«Je fais partie de ces habitants des cités qui, malheureusement, n’ont pas été déstabilisés par les attentats, trop habitués à entendre des histoires par des familles originaires d’Algérie, de Tchétchénie ou du Kosovo. Je n’ai pas peur d’un paumé qui pourrait se faire exploser à côté de moi. J’ai peur de gens qui, dans leur mission publique, pourraient m’accabler, et que mes droits et mes acquis s’envolent. Ce qui a changé, c’est mon sentiment d’avoir encore plus à me justifier et que s’éloigne l’idée d’une société plus démocratique. Aussi bizarre que cela puisse paraître, j’ai plus peur du changement de la société à venir que du terrorisme.

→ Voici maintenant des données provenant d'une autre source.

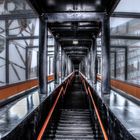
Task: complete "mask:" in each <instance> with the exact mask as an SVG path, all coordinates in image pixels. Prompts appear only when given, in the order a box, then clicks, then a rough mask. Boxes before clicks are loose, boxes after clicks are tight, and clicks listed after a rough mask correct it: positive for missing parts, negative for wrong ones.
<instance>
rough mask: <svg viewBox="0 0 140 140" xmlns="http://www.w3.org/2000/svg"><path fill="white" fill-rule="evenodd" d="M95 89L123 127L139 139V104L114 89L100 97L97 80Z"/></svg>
mask: <svg viewBox="0 0 140 140" xmlns="http://www.w3.org/2000/svg"><path fill="white" fill-rule="evenodd" d="M95 89H96V91H97V93H98V95H99V96H100V97H101V98H102V99H103V100H104V102H105V103H106V104H107V105H108V106H109V108H110V109H111V111H112V112H113V113H114V115H115V116H116V117H117V118H118V119H119V121H120V122H121V123H122V124H123V125H124V126H125V128H127V130H128V131H129V132H130V133H131V134H132V135H133V136H134V137H135V138H137V139H138V140H140V106H139V105H137V104H135V103H134V102H133V101H131V100H129V99H126V98H125V97H123V96H122V95H120V94H119V93H117V92H116V91H114V90H111V92H110V96H108V95H105V96H104V97H102V95H101V84H100V83H99V82H98V83H97V85H96V88H95Z"/></svg>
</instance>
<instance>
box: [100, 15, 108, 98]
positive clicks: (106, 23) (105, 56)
mask: <svg viewBox="0 0 140 140" xmlns="http://www.w3.org/2000/svg"><path fill="white" fill-rule="evenodd" d="M101 89H102V94H103V95H104V94H109V93H110V25H109V17H108V16H105V17H104V19H103V21H102V83H101Z"/></svg>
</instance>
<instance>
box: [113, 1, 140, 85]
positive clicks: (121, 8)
mask: <svg viewBox="0 0 140 140" xmlns="http://www.w3.org/2000/svg"><path fill="white" fill-rule="evenodd" d="M124 2H125V3H129V4H131V7H132V5H135V4H137V5H138V3H140V1H139V0H134V1H131V0H121V1H120V3H119V5H118V7H117V9H116V10H115V11H119V12H140V10H139V11H138V9H137V7H136V8H134V6H133V7H132V8H133V10H132V9H130V7H129V4H128V5H127V4H123V3H124ZM121 4H122V5H123V7H121ZM126 6H127V7H126ZM110 28H111V36H112V37H113V38H111V47H113V48H114V47H115V48H116V79H119V80H123V81H124V80H125V81H126V82H130V83H133V84H140V39H139V37H140V19H138V18H116V17H112V18H111V20H110ZM115 37H116V38H115ZM111 50H112V49H111ZM111 53H112V52H111ZM113 61H114V57H113V54H111V77H113V71H115V70H114V68H113ZM125 70H126V71H125Z"/></svg>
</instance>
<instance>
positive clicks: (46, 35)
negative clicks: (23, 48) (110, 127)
mask: <svg viewBox="0 0 140 140" xmlns="http://www.w3.org/2000/svg"><path fill="white" fill-rule="evenodd" d="M47 35H48V29H47V22H45V21H42V20H41V19H40V29H39V87H40V93H41V94H47Z"/></svg>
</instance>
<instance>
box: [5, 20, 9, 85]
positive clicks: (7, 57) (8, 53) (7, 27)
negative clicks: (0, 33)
mask: <svg viewBox="0 0 140 140" xmlns="http://www.w3.org/2000/svg"><path fill="white" fill-rule="evenodd" d="M8 28H9V26H8V20H5V35H6V42H5V46H6V51H5V53H6V54H5V59H6V62H5V64H6V73H5V74H6V75H5V76H6V84H9V64H10V63H9V40H8V39H7V37H8V36H9V30H8Z"/></svg>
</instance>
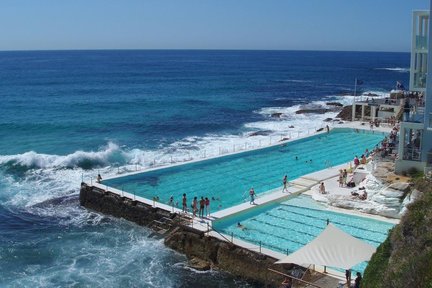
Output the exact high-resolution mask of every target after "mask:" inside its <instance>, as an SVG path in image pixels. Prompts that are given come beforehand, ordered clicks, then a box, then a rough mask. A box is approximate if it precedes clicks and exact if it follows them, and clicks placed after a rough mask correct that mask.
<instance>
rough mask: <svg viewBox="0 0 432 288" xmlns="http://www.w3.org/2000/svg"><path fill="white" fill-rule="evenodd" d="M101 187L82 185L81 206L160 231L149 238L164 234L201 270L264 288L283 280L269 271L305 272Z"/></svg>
mask: <svg viewBox="0 0 432 288" xmlns="http://www.w3.org/2000/svg"><path fill="white" fill-rule="evenodd" d="M97 186H99V187H97ZM100 186H103V185H98V184H96V185H88V184H86V183H84V182H83V183H81V188H80V204H81V205H82V206H84V207H86V208H87V209H90V210H93V211H97V212H100V213H104V214H107V215H112V216H114V217H118V218H124V219H126V220H129V221H132V222H135V223H137V224H138V225H142V226H147V227H153V228H157V229H155V230H154V232H153V233H149V236H153V235H154V233H157V232H159V233H162V234H163V235H161V238H163V239H164V243H165V245H166V246H168V247H170V248H171V249H174V250H176V251H178V252H180V253H183V254H184V255H185V256H186V257H187V258H188V259H189V260H193V259H198V260H199V261H201V262H200V263H204V264H205V265H204V266H200V267H196V266H192V267H193V268H195V269H203V270H206V269H210V268H211V267H217V268H218V269H220V270H223V271H226V272H229V273H230V274H232V275H233V276H236V277H241V278H242V279H248V280H250V281H254V282H256V283H258V284H259V285H260V286H263V287H267V286H270V287H277V286H278V285H279V284H280V283H281V281H282V280H283V279H281V278H280V277H275V275H274V273H272V272H271V271H269V270H268V268H276V267H277V268H278V269H281V270H282V271H284V273H290V271H291V270H292V269H294V268H296V269H304V268H303V267H301V266H298V265H295V264H284V265H279V264H278V265H275V264H274V263H275V262H276V261H278V260H279V259H281V258H282V257H283V256H285V254H283V253H279V252H276V251H273V250H270V249H268V248H265V247H262V245H259V246H257V245H251V244H250V243H248V242H246V241H242V240H240V239H238V238H235V239H232V241H230V240H229V239H227V237H224V236H223V235H221V234H218V233H217V232H216V231H212V230H211V227H209V226H207V225H206V222H205V221H203V220H201V219H199V218H195V219H192V218H191V217H190V215H187V214H183V213H179V212H178V211H175V212H171V211H170V210H169V209H164V207H157V206H153V205H152V204H153V203H151V202H150V203H144V202H142V201H140V199H133V198H132V197H131V195H130V194H129V193H125V192H123V191H112V189H108V190H105V189H104V188H105V187H100ZM147 201H148V200H147ZM165 206H167V205H165ZM165 208H166V207H165ZM168 208H169V207H168ZM198 224H199V226H197V225H198ZM143 249H144V247H143Z"/></svg>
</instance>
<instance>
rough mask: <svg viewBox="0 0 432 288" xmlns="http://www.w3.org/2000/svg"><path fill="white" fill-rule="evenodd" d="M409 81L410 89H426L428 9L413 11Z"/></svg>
mask: <svg viewBox="0 0 432 288" xmlns="http://www.w3.org/2000/svg"><path fill="white" fill-rule="evenodd" d="M412 27H413V32H412V45H411V67H410V83H409V87H410V90H411V91H418V92H424V91H425V90H426V75H427V57H428V38H429V37H428V35H429V11H414V12H413V24H412Z"/></svg>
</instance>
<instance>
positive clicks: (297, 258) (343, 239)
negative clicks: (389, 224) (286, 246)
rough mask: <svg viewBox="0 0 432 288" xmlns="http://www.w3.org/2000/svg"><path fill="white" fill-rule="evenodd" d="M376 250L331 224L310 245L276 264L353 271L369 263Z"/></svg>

«Il y a un an, les familles musulmanes ou immigrées s’inquiétaient déjà d’un changement d’attitude envers eux ; cette inquiétude a redoublé en novembre. Les gens ont l’impression qu’on profite de la confusion du pays pour raviver des divisions. Ils font de plus en plus attention à ne pas être montrés du doigt, tout en constatant que leurs problèmes quotidiens ne sont pas réglés. Mais nous avons appris à connaître nos voisins et à nous faire confiance. Auparavant, on ne se parlait pas vraiment entre musulmans et non-musulmans. Certains se demandaient si les musulmans cautionnaient les attentats : ils ont vu que l’islam n’avait pas grand-chose à voir avec ce que les médias en présentaient. Les autres, qui se sentent discriminés, ont réalisé que leurs voisins n’étaient pas à l’origine de leurs difficultés. Par la suite, ces contacts se sont ouverts aux réfugiés ou aux Roms. Les attentats ont poussé à se projeter en commun pour casser les inégalités.
«Les gens ont réalisé qu’ils partageaient la même condition sociale. Alors que le problème central reste la formation et l’emploi, il nous semble que les pouvoirs publics préfèrent une répression qui se concentre sur la radicalisation. Même lors des heurts entre les jeunes et la police au nouvel an, on met ça sur le compte de l’islam radical. Depuis Charlie, il y a deux sociétés : l’une fondée sur la Constitution, où chacun est respecté ; l’autre fondée sur l’arbitraire et la surveillance.»